Bahkan dalam pertemuan itu terungkap, seorang pemilik tanah bersaksi belum pernah dihubungi oleh SPE Petroleum yang tengah mengadakan uji siesmik di tanah yang menjadi haknya. Meski SPE Petroleum menyatakan sudah mengadakan sosialisasi melalui jalur birokrasi kecamatan dan pemerintah desa, ternyata yang hadir tidak cukup representatif karena hanya melibatkan aparat birokrasi dan orang-orang kepala desa yang pro.

Darul, anggota komisi B DPRD Sumenep, secara kritis mengatakan bahwa persoalan tanah bukan sekedar menyangkut kerugian secara materi tetapi yang tak kalah penting menyangkut kerugian sosial-budaya. Ada persoalan-persoalan besar yang tidak melulu bisa diselesaikan melalui cara-cara prosedural. Apalagi menyangkut “tanah sangkolan” yang tidak saja menghubungkan pemilik dengan tanahnya, tetapi juga dengan leluhur yang mewariskannya. Jadi benar, jika dalam tanah juga ada harga diri. Maka kesalahan besar bagi SPE-Petroleum “mengacak-acak” tanah rakyat dengan alasan prosedural untuk melakukan uji siesmik.
Forkim –Forum Kiai Muda yang garang menyikapi rencana ekspolarasi migas—membedahnya dari sudut jejaring kapitalisme migas, yang ujung-ujungnya pasti akan merugikan masyarakat Madura. Ini adalah bentuk usaha untuk “membangun di Madura” bukan “membangun Madura”.

Tetapi semua yang hadir juga menolak cara-cara “anarkhis” seperti dilakukan oleh forkim. Seorang tokoh masyarakat dengan tegas bilang, “ saya sangat tidak setuju dengan Forkim yang mengadakan anarkhis itu”, katanya diiringi tawa yang hadir.

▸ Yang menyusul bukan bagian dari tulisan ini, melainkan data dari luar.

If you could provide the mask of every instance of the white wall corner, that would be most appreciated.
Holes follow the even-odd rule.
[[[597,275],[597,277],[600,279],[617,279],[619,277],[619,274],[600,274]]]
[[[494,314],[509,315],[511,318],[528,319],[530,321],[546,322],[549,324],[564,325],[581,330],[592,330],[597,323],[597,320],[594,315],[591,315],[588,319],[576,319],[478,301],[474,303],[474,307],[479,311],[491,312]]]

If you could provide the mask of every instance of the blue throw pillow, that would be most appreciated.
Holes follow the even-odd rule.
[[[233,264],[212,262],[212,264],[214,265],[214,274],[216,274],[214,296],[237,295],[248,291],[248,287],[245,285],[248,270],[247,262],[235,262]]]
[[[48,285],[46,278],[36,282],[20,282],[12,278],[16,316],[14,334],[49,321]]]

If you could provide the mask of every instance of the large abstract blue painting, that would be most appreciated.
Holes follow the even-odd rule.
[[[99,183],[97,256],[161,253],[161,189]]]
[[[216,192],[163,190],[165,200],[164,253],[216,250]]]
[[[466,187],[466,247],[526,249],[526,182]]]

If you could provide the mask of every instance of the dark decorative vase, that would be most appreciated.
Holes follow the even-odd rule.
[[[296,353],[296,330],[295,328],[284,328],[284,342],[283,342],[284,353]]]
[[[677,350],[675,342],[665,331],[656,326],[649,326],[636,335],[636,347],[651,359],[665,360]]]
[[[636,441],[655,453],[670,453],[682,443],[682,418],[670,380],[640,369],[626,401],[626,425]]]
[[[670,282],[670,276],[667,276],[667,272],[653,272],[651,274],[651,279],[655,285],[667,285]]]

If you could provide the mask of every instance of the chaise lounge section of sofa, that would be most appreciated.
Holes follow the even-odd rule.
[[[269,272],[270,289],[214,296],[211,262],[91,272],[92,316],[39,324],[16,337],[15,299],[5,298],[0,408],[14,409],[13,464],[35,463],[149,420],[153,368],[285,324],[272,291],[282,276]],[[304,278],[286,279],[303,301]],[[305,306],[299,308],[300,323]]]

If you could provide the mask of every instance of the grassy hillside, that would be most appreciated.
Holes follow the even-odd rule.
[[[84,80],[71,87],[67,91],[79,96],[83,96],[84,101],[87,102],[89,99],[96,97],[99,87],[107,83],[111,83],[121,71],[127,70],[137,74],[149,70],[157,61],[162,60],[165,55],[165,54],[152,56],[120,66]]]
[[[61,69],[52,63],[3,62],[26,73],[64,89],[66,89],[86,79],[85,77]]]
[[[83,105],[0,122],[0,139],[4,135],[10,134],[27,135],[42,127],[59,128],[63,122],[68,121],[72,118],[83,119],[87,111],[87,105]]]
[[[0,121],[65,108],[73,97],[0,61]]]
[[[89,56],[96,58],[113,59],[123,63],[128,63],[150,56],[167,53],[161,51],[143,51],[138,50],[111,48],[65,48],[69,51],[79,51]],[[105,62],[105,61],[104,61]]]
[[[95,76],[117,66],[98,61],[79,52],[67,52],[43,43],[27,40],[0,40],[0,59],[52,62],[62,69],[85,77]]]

Meski demikian, anarkhisme yang dilakukan Forkim dan sebagian warga itu harus dilihat dalam konteks yang lebih luas. Ada proses dan ada sebab-sebab kenapa tindakan anarkhis itu terjadi. Sosialisasi dan komunikasi SPE Petroleum yang buruk dengan masyarakat sekitar lokasi migas menjadi the main factor kenapa masyarakat melakukan perlawanan.

Pengalaman berulang-ulang di banyak tempat, ternyata tidak menjadi pelajaran bagi penguasa dan pemodal. Selalu saja pembangunan dilihat dari fungsi ekonominya. Sama sekali dilepaskan dari fungsi sosial-budayanya. Pada hal pembangunan yang melulu berbasis kepital dan abai terhadap persoalan sosial-budaya, gagal memartabatkan rakyat,  lebih-lebih di sekitar lokasi migas.

Maka di akhir pertemuan itu, NU merekomendasikan perlunya uji siesmik sementara DIHENTIKAN hingga sosialisasi dan komunikasi yang melibatkan masyarakat di lokasi migas betul-betul dilakukan. Jika ada dampak lingkungan, lebih-lebih dampak yang bersifat sosial budaya, masyarakat yang pertama kali akan  menjadi korban. Sementara SPE Petroleum atau korporasi yang memenangkan tender untuk eksplorasinya, pasti menggunakan strategi kick and rush.

Apa yang dilakukan NU di atas tentu hanya sumbangan kecil. Tapi sekecil apa pun melawan kapitalisasi migas yang seringkali tidak memartabatkan manusia dan kemanusiaan, toh tetap harus dilakukan. Dan NU sudah memulai dan akan terus dilakukan. PCNU Sumenep sudah sepakat memfasilitasi pertemuan warga di sekitar lokasi untuk mendorong mereka bersuara.